Before Malcolm X left Fred made his pitch, “Oh, I didn't talk to him, except I met him, and when he was getting ready to leave, I got up my nerve to tell him, Mr. X, I have a radio show I broadcast every week, and I would love it if I could interview you and play it on my radio show.” And he said, “Come see me at the mosque tomorrow afternoon.” That's the only thing I had to say to him. That next day, I went to the mosque, man, you're talking about cloak and dagger. You walk through that place. It's like candlelight and incense and low lights. I had to walk all the way through to the back. And he was in the back room sitting at a table with a low lamp on it. And then I explained to him that the show was, you know, it was like public service. You know, every radio station has devoted certain amount of time to public service. So, he heard me, and he said, “I'll be at your house at midnight.”[vi] On that night in May 1963, at the home of Fred Hardon’s parents on Dalton Avenue, in the West Adams District of Los Angeles, Malcolm X discussed several topics.

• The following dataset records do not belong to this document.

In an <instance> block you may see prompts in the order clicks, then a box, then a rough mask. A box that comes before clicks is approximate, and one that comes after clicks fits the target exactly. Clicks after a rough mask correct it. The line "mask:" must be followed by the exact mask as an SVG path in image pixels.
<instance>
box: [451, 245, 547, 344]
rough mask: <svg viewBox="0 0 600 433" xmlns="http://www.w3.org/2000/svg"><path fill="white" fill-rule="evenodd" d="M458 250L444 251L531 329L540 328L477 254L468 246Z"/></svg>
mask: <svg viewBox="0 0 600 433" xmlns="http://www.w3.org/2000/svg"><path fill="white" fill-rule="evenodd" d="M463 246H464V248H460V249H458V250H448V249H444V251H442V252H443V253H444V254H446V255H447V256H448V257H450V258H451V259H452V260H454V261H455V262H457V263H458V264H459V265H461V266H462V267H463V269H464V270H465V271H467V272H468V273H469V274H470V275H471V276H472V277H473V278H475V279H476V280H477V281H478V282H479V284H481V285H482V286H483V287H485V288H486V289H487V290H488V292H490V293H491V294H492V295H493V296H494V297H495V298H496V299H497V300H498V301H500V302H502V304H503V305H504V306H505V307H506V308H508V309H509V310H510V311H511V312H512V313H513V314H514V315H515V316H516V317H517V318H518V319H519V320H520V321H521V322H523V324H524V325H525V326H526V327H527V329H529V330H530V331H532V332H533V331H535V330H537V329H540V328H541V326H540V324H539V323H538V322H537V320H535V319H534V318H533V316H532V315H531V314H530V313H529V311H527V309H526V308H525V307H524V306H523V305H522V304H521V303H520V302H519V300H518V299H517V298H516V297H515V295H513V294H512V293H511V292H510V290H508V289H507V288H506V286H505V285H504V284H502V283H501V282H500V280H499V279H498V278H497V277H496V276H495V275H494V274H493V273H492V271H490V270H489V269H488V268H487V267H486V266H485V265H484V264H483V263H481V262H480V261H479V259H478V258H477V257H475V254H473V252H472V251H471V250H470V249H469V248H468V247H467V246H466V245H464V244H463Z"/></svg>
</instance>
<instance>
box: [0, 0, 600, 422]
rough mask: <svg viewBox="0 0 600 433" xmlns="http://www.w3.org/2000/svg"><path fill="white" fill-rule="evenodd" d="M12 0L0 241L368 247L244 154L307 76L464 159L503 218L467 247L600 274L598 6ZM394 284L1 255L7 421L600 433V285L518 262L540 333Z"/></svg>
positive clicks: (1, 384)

The interview topics include the idea of Black people having equal rights in a white-controlled society. Malcolm X argues that true equality is impossible in such a society and advocates for either returning to Africa or establishing a separate territory within the U.S. for Black people to be independent. Malcolm X criticizes Martin Luther King Jr.'s approach, arguing that it disarms Black people by teaching them to love their oppressors and seek integration without first securing economic stability. Malcolm X also expresses the importance of human rights over civil rights. Malcolm X also discusses the trial stemming from Los Angeles Police Department (LAPD) officers’ shooting of several members of the Nation of Islam and murder of Ronald Stokes on April 27, 1962. Malcolm X highlights the lack of media coverage and the trial’s significance as a case of police brutality and injustice against Black people.

The Bradley Center began as a repository for underserved communities in and connected to Southern California. However, in the last ten years the Bradley Center has created and acquired audio/visual documents that gives voices to that visual history. Having the audio recording of Malcolm X speaking to Fred Hardon during the turbulent year of 1963 about racial issues of that time gives a prominent primary source voice to many of the images archived in the Bradley Center.

This recording is a historical document of a one-on-one interview with Malcom X (formerly Malcolm Little, and later El-Hajj Malik el-Shabazz), one of the most influential members of the battle for human rights and racial equality during the twentieth century. Malcolm X serves as a remarkable example of the growth, transition, and evolution of many historical figures. The recording offers not only students but also faculty, staff, and the community access to Malcolm X during one short period of his evolution, out of the limelight, speaking with a young Black man in Los Angeles. To the best of my knowledge, no other such recording exists. This is a valuable resource for faculty members teaching classes in History, Africana Studies, Literature, Journalism, and English to advance their student’s knowledge of the significance of Los Angeles’s contribution to the Black freedom struggle during the 1960s.

[i] Gwen Green, interview by Keith Rice, August 3, 2018.

[ii] Gwen Green, interview by Keith Rice, August 3, 2018.

[iii] Gwen Green, interview by Keith Rice, August 3, 2018.

[iv] Gwen Green, interview by Keith Rice, August 3, 2018.

[v] Gwen Green and Fred Hardon, interview by Keith Rice, August 3, 2018.

[vi] Fred Hardon, interview by Keith Rice, August 3, 2018.